L’esenzione dall’Ici prevista dalla legge nazionale riguarda tutti gli immobili utilizzati da un “ente non commerciale” e destinati “esclusivamente allo svolgimento di attività assistenziali, previdenziali, sanitarie, didattiche, ricettive, culturali, ricreative e sportive, nonché delle attività di cui all’articolo 16, lettera a) della legge 20 maggio 1985. n. 222” [le attività di religione o di culto] (art. 7, c. 1, lett. i, del D.Lgs. 30 dicembre 1992, n. 504).
La disposizione appena richiamata richiede il verificarsi di due condizioni: gli immobili sono esenti solo se utilizzati da enti non commerciali e se destinati totalmente all’esercizio esclusivo di una o più tra le attività individuate; inoltre, come stabilito dopo le modifiche apportate al testo originario del 1992, l’esenzione “si intende applicabile alle attività […] che non abbiano esclusivamente natura commerciale”. (art. 7, comma 2-bis del D.L.. n. 203/2005, come riformulato dall’art. 39 del D.L. 223/2006). In questo senso, il legislatore del 2006 ha adeguato la disciplina al dettato della Corte di Cassazione del 2004 che, pronunciandosi su un immobile di un istituto religioso destinato a casa di cura e pensionato per studentesse, aveva fornito una interpretazione non prevista dalla legge: per avere diritto all’esenzione gli immobili non devono essere destinati allo svolgimento di “attività oggettivamente commerciale”.
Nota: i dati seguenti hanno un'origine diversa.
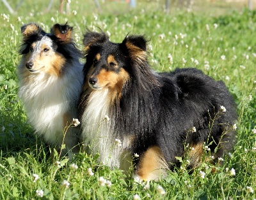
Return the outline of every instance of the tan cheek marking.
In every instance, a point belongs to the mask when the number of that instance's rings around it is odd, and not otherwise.
[[[191,150],[188,153],[188,159],[191,162],[193,168],[196,167],[201,162],[204,154],[204,143],[199,143],[189,145]]]
[[[168,168],[163,152],[157,146],[154,146],[141,155],[137,175],[141,180],[150,180],[159,178],[161,174]]]
[[[31,45],[32,48],[34,49],[35,46],[36,46],[36,43],[33,43]]]
[[[23,35],[29,36],[33,32],[36,32],[38,30],[38,27],[35,24],[30,24],[26,27],[26,29],[23,32]]]
[[[100,59],[100,54],[99,53],[97,54],[97,55],[95,55],[95,59],[96,59],[96,60],[99,61]]]
[[[64,34],[62,34],[59,29],[55,25],[52,27],[52,31],[54,34],[61,40],[64,41],[65,42],[68,42],[71,41],[72,38],[72,30],[69,29],[68,31]]]
[[[138,60],[140,62],[144,62],[147,60],[147,52],[134,45],[132,43],[127,42],[126,46],[131,53],[132,59]]]
[[[121,69],[118,73],[103,69],[97,76],[99,84],[101,87],[107,86],[118,92],[121,92],[124,83],[129,78],[128,73],[124,69]]]
[[[68,113],[65,113],[63,116],[63,130],[64,128],[71,123],[72,119],[70,115]]]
Presso il ministero dell’Economia e delle Finanze è stata poi istituita una commissione con il compito di individuare le modalità di esercizio delle attività che, escludendo una loro connotazione commerciale e lucrativa, consentisse di identificare gli elementi della “non esclusiva commercialità”. Alla luce della nuova interpretazione e della maggiore definizione dei limiti grazie alla commissione appositamente istituita, la Commissione europea chiuse una procedura di infrazione nei confronti dell’Italia con esclusione di ogni “aiuto di Stato”. Successivamente, ne fu aperta un’altra, sempre sulla stessa linea, ma anche questa chiusa per chiara infondatezza. Nel mese di ottobre di quest’anno, però, il Commissario europeo per la concorrenza, nonostante le due archiviazioni precedenti, ha riaperto una ennesima procedura di infrazione.
Tornando al quadro legislativo nazionale, comunque, si può affermare che esiste un’esenzione che riguarda tutto il mondo no profit ed è circoscritta ad attività ben definite dalla legge. Al di fuori di queste attività, anche gli enti non commerciali pagano l’Ici.
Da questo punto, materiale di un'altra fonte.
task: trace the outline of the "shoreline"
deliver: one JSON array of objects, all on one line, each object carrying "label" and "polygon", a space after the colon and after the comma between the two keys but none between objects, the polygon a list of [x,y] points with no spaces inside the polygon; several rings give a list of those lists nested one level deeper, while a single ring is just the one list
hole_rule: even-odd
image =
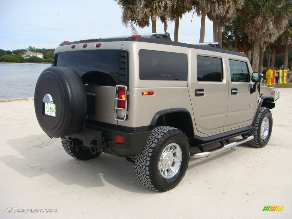
[{"label": "shoreline", "polygon": [[8,99],[2,99],[0,100],[0,103],[10,102],[16,101],[27,101],[34,99],[34,97],[20,97],[16,98],[11,98]]}]

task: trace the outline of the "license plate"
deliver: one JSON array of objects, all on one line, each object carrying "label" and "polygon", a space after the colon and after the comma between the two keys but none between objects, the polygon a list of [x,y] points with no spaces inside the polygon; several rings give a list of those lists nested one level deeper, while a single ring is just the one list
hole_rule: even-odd
[{"label": "license plate", "polygon": [[56,104],[55,103],[45,103],[45,114],[56,117]]}]

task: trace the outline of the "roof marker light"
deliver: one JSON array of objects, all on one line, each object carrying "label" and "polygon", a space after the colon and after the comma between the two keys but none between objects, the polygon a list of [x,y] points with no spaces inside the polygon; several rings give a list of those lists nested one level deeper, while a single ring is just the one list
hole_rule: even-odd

A quest’ultimo riguardo, appare rilevante soffermarsi sul significato di “commerciale”, che non vuol dire “a fine di lucro”. Ed è su questo termine che si gioca il grande equivoco. Da un punto di vista tecnico, infatti, “commerciale” è tutto ciò che chiede un corrispettivo a fronte di un servizio, quale è ad esempio una retta per la frequenza della scuola materna. Ma questo tipo di attività rientra giustamente nell’esenzione perché è tra le categorie previste dalla legge. Quindi, per questo genere di attività commerciali la Chiesa – come tutti gli altri enti no profit – non deve pagare l’Ici.
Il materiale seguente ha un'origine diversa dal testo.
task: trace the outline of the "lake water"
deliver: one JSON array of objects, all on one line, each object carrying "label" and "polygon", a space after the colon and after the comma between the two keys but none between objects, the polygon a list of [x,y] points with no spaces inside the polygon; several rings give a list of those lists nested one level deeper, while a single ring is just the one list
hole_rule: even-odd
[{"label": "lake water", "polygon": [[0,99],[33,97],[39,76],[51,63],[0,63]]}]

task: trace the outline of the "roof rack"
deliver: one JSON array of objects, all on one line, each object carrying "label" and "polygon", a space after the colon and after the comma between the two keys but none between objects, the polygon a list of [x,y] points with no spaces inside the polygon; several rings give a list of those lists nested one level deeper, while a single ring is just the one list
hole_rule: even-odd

La tassa sugli immobili viene pagata invece per altri tipi di attività commerciali, come ad esempio quella alberghiera. Ma anche qui bisogna fare dei distinguo: un pensionato per studenti fuori sede o per l’ospitalità di parenti di malati ricoverati in ospedali lontani dalla residenza, non è assimilabile a un albergo. È invece una struttura ricettiva complementare, di carattere sociale, che rientra nelle attività suddette.
Inoltre, per usufruire dell’esenzione tutto l’immobile deve essere utilizzato per lo svolgimento dell’attività esente; se in un’unità immobiliare si svolge un’attività rientrante nell’elenco suddetto unitamente ad un’attività che, invece, non vi figura, tutto l’immobile perde l’esenzione.